By the same token but to a lesser degree, there's a limit to Reynolds' role in the failure of
RIPD. This was a badly reviewed, badly marketed movie that obviously had studio executives nervous well before its release. Part of that nervousness was due to the lack of interest Reynolds was inspiring, but it's not clear that a different actor could have made this a break-even project.
What we can conclude, again with the usual counterfactual caveats, is that there is no evidence that Reynolds can pull people into the theater. That is not to say he chases people out --
Safe House and
Wolverine did good business while the Sandra Bullock romantic comedy
The Proposal broke an astounding $300 million worldwide -- but when it comes to what we might call Reynolds' "Sweet Home" moments, films such as
the Change-up that largely depend on the star's pull, he has consistently underperformed.
The point here is not that Reynold's career is hopeless partially because many would-be next-big-thing leading men (Robert Preston, Leslie Nielsen) have reinvented themselves after faltering careers but mainly because there's a bigger issue here.

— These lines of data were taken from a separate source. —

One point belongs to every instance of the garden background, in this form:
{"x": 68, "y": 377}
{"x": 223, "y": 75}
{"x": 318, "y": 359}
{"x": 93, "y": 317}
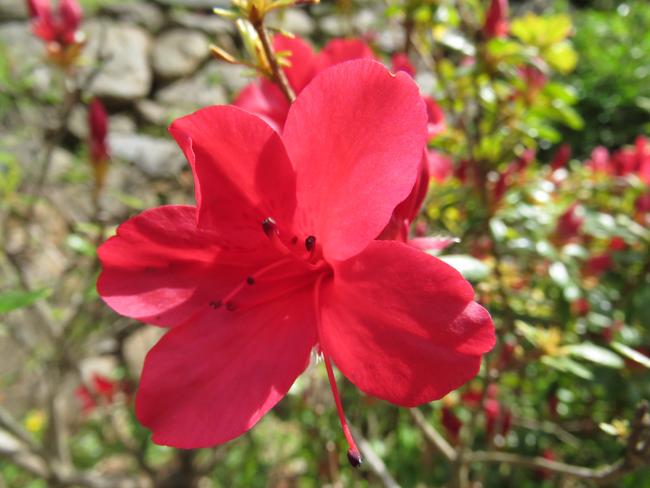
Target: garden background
{"x": 540, "y": 187}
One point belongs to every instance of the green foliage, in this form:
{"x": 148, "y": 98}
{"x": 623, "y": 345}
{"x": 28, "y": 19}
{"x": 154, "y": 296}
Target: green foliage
{"x": 612, "y": 77}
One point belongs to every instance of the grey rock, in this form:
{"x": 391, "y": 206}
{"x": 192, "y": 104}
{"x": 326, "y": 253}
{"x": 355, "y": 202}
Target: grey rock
{"x": 179, "y": 52}
{"x": 156, "y": 157}
{"x": 26, "y": 54}
{"x": 78, "y": 122}
{"x": 292, "y": 20}
{"x": 233, "y": 77}
{"x": 145, "y": 14}
{"x": 125, "y": 74}
{"x": 208, "y": 23}
{"x": 200, "y": 4}
{"x": 137, "y": 345}
{"x": 205, "y": 88}
{"x": 13, "y": 9}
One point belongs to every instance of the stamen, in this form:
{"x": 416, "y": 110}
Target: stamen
{"x": 310, "y": 243}
{"x": 270, "y": 227}
{"x": 354, "y": 455}
{"x": 250, "y": 280}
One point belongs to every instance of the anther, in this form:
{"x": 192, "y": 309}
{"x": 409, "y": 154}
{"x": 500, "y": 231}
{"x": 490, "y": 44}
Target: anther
{"x": 270, "y": 227}
{"x": 354, "y": 456}
{"x": 310, "y": 243}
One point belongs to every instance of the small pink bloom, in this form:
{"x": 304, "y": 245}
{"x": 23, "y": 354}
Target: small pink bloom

Despite their reputation for rationality, corporations and even entire industries are as vulnerable to extraordinary popular delusions as the rest of us are. These beliefs are usually fundamentally optimistic, revolving around the some promising development. It can be faith in the potential star power of an actor despite major box office disappointments or the conviction that a new business model can save an industry despite the fact that no one can explain how it can make any money.